PITTSBURGH — The goalie battle is on. Pittsburgh Penguins starting goaltender Matt Murray made 38 saves including more than a few saves beyond the routine as the Penguins beat the LA Kings, Saturday. And most importantly, Matt Murray may have found his smile.
The Penguins patchwork defense without top defenseman Kris Letang did little in the way of shot suppression. LA is the lowest scoring team in the NHL but Saturday they blitzed the Penguins zone. Including a 100-foot breakaway by Tyler Toffoli, the Kings had more than half of the scoring chances in the game and well more than half of the high danger chances. But Murray was a difference maker.
“I was really excited. I was having a blast out there,” Murray said. “Just being back out there, I was very thankful.”
Murray missed the past seven games with a lower body injury. He was placed on IR back on Nov. 23. The cherry on the Murray sundae was the victory. The Penguins third win in their past four games.
“I thought Matt was really good,” said Penguins head coach Mike Sullivan. “I thought he got better as the game went on.”
Murray snared a one-timer from All-Star defenseman Drew Doughty early in the third period, as Doughty shook his head and stared at the heavens. Murray also stopped Tyler Toffoli on a breakaway in overtime. The goalie was at his best in overtime as he again gave a glimpse of the type of clutch performance which has defined his NHL career.
Murray stopped all four shots in overtime, including a few which had the PPG Paints Arena crowd gasping for air.
“It was really good to see him play to his level and the confidence he showed,” said Matt Cullen. “Obviously, some monster stops in overtime. I’m really happy for him. It was a big one for us.”
Murray, 24, made the 42-year-old Cullen, known as “Dad” happy. It was that kind of night for the big goaltender. The hard saves which eluded him earlier in the season and the bad breaks which went against him this season suddenly went his way. Like the deflected shot which caromed off the back of Jamie Oleksiak’s skate in the third period but went wide.

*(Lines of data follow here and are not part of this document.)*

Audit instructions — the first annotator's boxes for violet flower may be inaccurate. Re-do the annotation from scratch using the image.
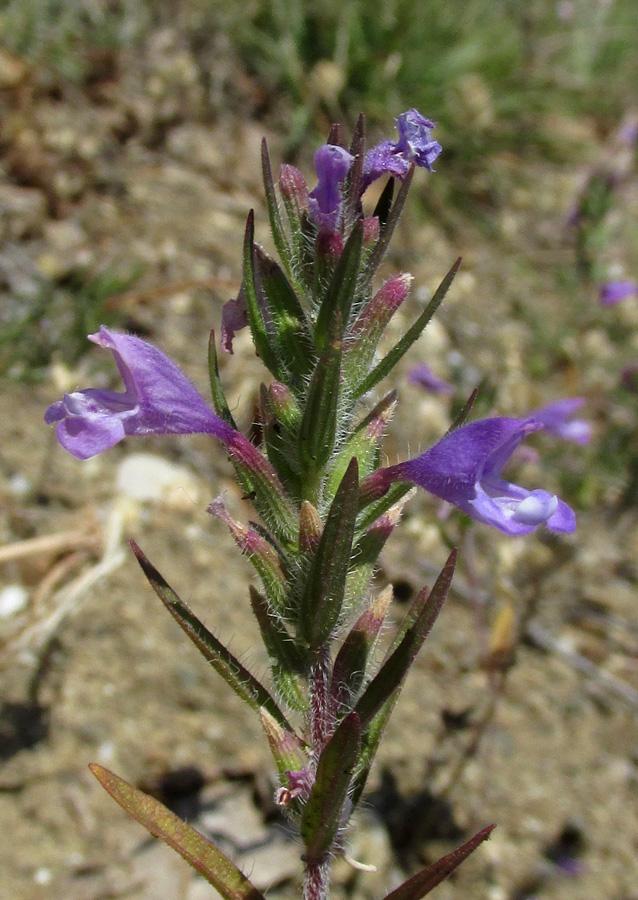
[408,363,455,395]
[220,288,248,354]
[363,109,442,189]
[599,280,638,306]
[530,398,592,445]
[308,144,354,232]
[364,417,575,536]
[45,326,234,459]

When things are going poorly, that puck goes in. Instead, it went a couple of feet wide and the play continued.
In overtime, Murray shined. In a glimpse into Murray’s thought process, the goaltender reflected on the overtime performance despite being asked about his overall game.
“If you’re able to make a save in overtime, it can be a big momentum swinger,” Murray said. “Obviously, you see how much open ice there is, and everybody is trying to score.”
Unfortunately, for the Penguins open ice was not limited to just overtime. The Penguins yielded the offensive high ground to the Kings for large portions of the game including the third period. Except for the third period goal, which was stoppable, Murray kept the Kings off the board and did more than give his team a chance to win.
Murray is now in a goaltender competition, real or otherwise, instituted by Sullivan in an attempt to get the best out of Murray. Wednesday, Sullivan clearly put Murray in a battle for his the starting job.
“When there’s competition, it brings out the best in (Murray), and (DeSmith) had a strong start to the season. He’s won a lot of games for us. He’s made timely saves for us. He’s given us a chance to win on most nights he’s been in the net.”
Murray has not been the same goaltender since he was anointed the unquestioned starter beginning last season. He stumbled to a .907 save percentage last season and was rarely the dominant goalie the Penguins hoped when the handed him the franchise reigns.
This season, Murray was relegated to the bench on two occasions as the backup DeSmith made three straight starts because of Murray’s ineffectiveness. And the stats were not pretty. Before Saturday, Murray was 4-5-1 with an abysmal .877 save percentage and a ballooned 4.08 goals against average.
But Saturday, the net was his.
“Definitely get the butterflies going (at the start). I don’t know how long it’s been but it feels like forever since I last played,” Murray conceded. “I just had a blast and it was fun being back out there for real.”
Murray also conceded, perhaps he was not having as much fun this season.
“Maybe a little bit. It’s important. You’ve got to have fun out there, too, you know? And that kind of helps you loosen up,” a relaxed Murray said. “Playing in a tight game with a lot of chance, a lot of excitement, that’s a lot of fun.”
And if Murray resumes his big-time goalie path, the Penguins could have a lot more fun, too.